My first "real-life" artificial intelligence project
~ 3 mins to read

Recently I've been reading and watching a lot about AI. I did some trials and had a lot of fun with it. So, I was looking forward to having a real-life project to try out my newly acquired skills. Due to some internal changes at work, we got a list of users without user IDs and we had to match those users to Active Directory accounts.

The "fun" part of the whole thing was that there is no easy way to match the list of users to the list of users in the Active Directory.
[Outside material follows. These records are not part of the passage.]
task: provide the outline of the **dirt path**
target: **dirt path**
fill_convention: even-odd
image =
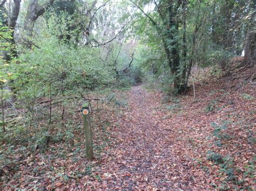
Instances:
[[[117,132],[119,139],[112,153],[117,164],[105,166],[106,175],[110,173],[107,187],[193,188],[195,177],[190,162],[172,145],[173,130],[168,121],[163,122],[160,101],[142,86],[133,87],[129,97],[130,110],[118,122],[122,130]],[[113,175],[110,172],[113,165]]]

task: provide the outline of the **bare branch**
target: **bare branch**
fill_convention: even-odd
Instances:
[[[156,26],[158,29],[158,27],[157,26],[157,23],[156,23],[156,22],[154,22],[154,20],[153,20],[153,19],[152,19],[151,17],[150,17],[147,13],[146,13],[144,12],[144,11],[143,11],[143,10],[139,6],[139,5],[138,5],[136,3],[135,3],[134,2],[133,2],[132,0],[130,0],[130,1],[131,2],[132,2],[132,3],[133,3],[133,4],[143,13],[143,14],[144,14],[144,15],[145,15],[146,17],[147,17],[151,21],[151,22],[153,23],[153,24],[154,26]]]
[[[134,60],[134,57],[133,57],[133,55],[134,55],[134,53],[132,53],[132,56],[131,56],[131,57],[132,57],[132,60],[131,60],[131,61],[130,62],[129,65],[127,67],[126,67],[123,70],[123,73],[124,73],[126,69],[127,69],[128,68],[129,68],[131,66],[132,61],[133,61],[133,60]]]
[[[100,5],[100,6],[99,6],[98,8],[98,9],[97,9],[95,12],[93,13],[93,14],[92,15],[92,16],[91,17],[91,19],[90,20],[90,22],[89,22],[89,24],[88,24],[88,27],[87,28],[88,29],[90,29],[90,27],[91,26],[91,25],[92,23],[92,20],[93,20],[93,18],[94,17],[95,17],[95,16],[96,15],[96,12],[97,11],[98,11],[101,8],[103,7],[103,6],[105,6],[105,5],[106,5],[106,4],[107,4],[107,3],[108,3],[108,2],[105,2],[104,4],[103,4],[103,5]]]
[[[117,36],[118,36],[118,34],[119,34],[122,32],[122,30],[124,28],[124,27],[127,25],[127,24],[124,25],[121,28],[121,29],[120,30],[120,31],[117,33],[117,34],[116,34],[116,36],[111,40],[106,41],[106,42],[105,42],[105,43],[99,43],[98,41],[97,41],[95,39],[93,39],[92,40],[92,41],[94,41],[95,43],[97,43],[98,45],[92,45],[92,47],[98,47],[100,46],[103,46],[103,45],[106,45],[107,44],[109,43],[111,43],[112,42],[113,40],[114,40],[117,37]]]
[[[0,3],[0,8],[2,8],[3,5],[4,5],[4,3],[6,2],[6,0],[3,0],[3,1],[1,1]]]

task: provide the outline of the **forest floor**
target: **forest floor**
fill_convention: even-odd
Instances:
[[[69,119],[78,122],[69,124],[72,132],[70,126],[52,132],[65,132],[65,140],[52,142],[44,152],[6,156],[16,160],[4,167],[0,187],[255,189],[256,93],[255,82],[247,77],[251,74],[196,83],[195,99],[192,90],[167,99],[143,86],[117,92],[122,107],[106,103],[99,116],[92,115],[93,161],[86,159],[76,113]],[[3,152],[10,154],[9,149]]]

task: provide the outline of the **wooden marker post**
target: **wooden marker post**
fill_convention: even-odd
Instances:
[[[88,103],[84,103],[82,108],[83,119],[84,121],[84,135],[86,145],[86,156],[89,160],[93,159],[92,150],[92,140],[91,131],[91,121],[90,120],[90,108]]]

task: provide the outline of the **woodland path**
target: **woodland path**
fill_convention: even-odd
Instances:
[[[112,153],[117,158],[116,164],[104,165],[107,176],[110,173],[107,186],[126,189],[193,188],[196,178],[190,169],[191,161],[185,159],[182,152],[173,146],[173,131],[169,121],[171,119],[163,122],[160,100],[142,86],[132,87],[128,96],[130,110],[118,123],[122,130],[116,132],[119,140]],[[113,175],[110,172],[111,168],[115,171]]]

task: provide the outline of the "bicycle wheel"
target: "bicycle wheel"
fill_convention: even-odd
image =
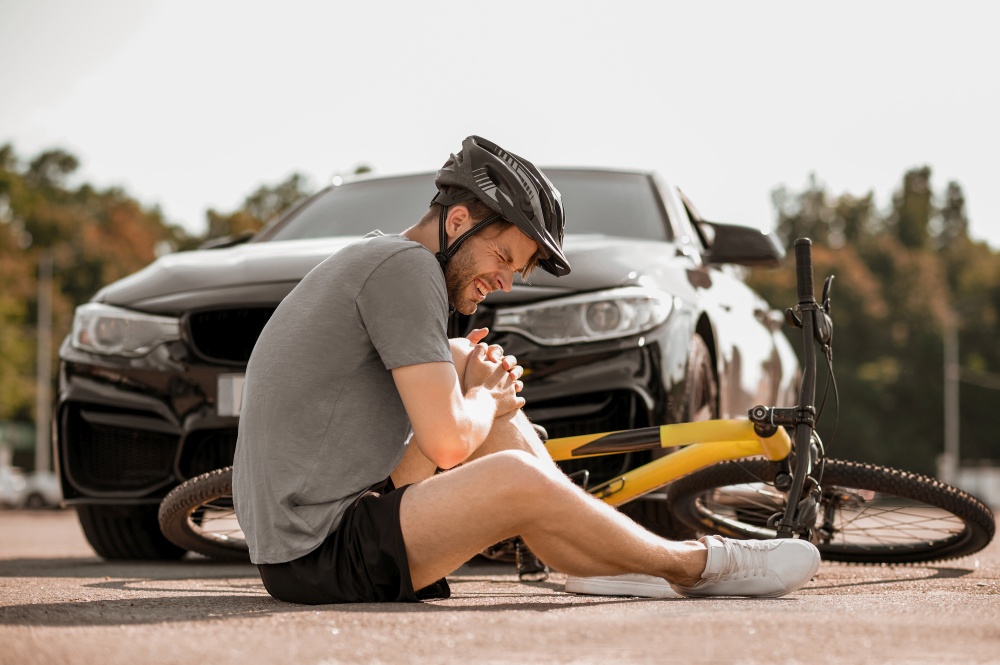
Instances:
[[[768,520],[784,511],[774,487],[779,465],[763,459],[715,464],[670,487],[671,510],[700,532],[775,538]],[[824,559],[914,563],[978,552],[996,523],[982,501],[907,471],[826,460],[822,498],[810,538]]]
[[[172,543],[224,561],[250,561],[233,509],[233,467],[195,476],[160,504],[160,530]]]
To make things even more interesting, the whole matching had to be done in 2 days for about 3 000 users.

The Challenge

We had to face a couple of challenges:

  • 2 days to complete the entire matching job for about 3 000 names
  • Lots of misspelled names in all systems. E.g. there might be a John Smith in one system, but only a John Smythe in the list. The same goes for writing double-names with dashes, spaces, etc.
  • There might be people with identical names, and we did not know from our list whom we should match with that, at least not algorithmically

The Solution

My idea was to perform the matching based on text similarity. I was hoping that this would reduce the number names that need to be checked manually to a handful.

Text similarity is a tricky thing. There are several algorithms to choose from. The first one I tried was cosine similarity, using the character frequency of each name as the vector. However, the method I chose did not consider the order of the letters in the names, so I got lots of false matches.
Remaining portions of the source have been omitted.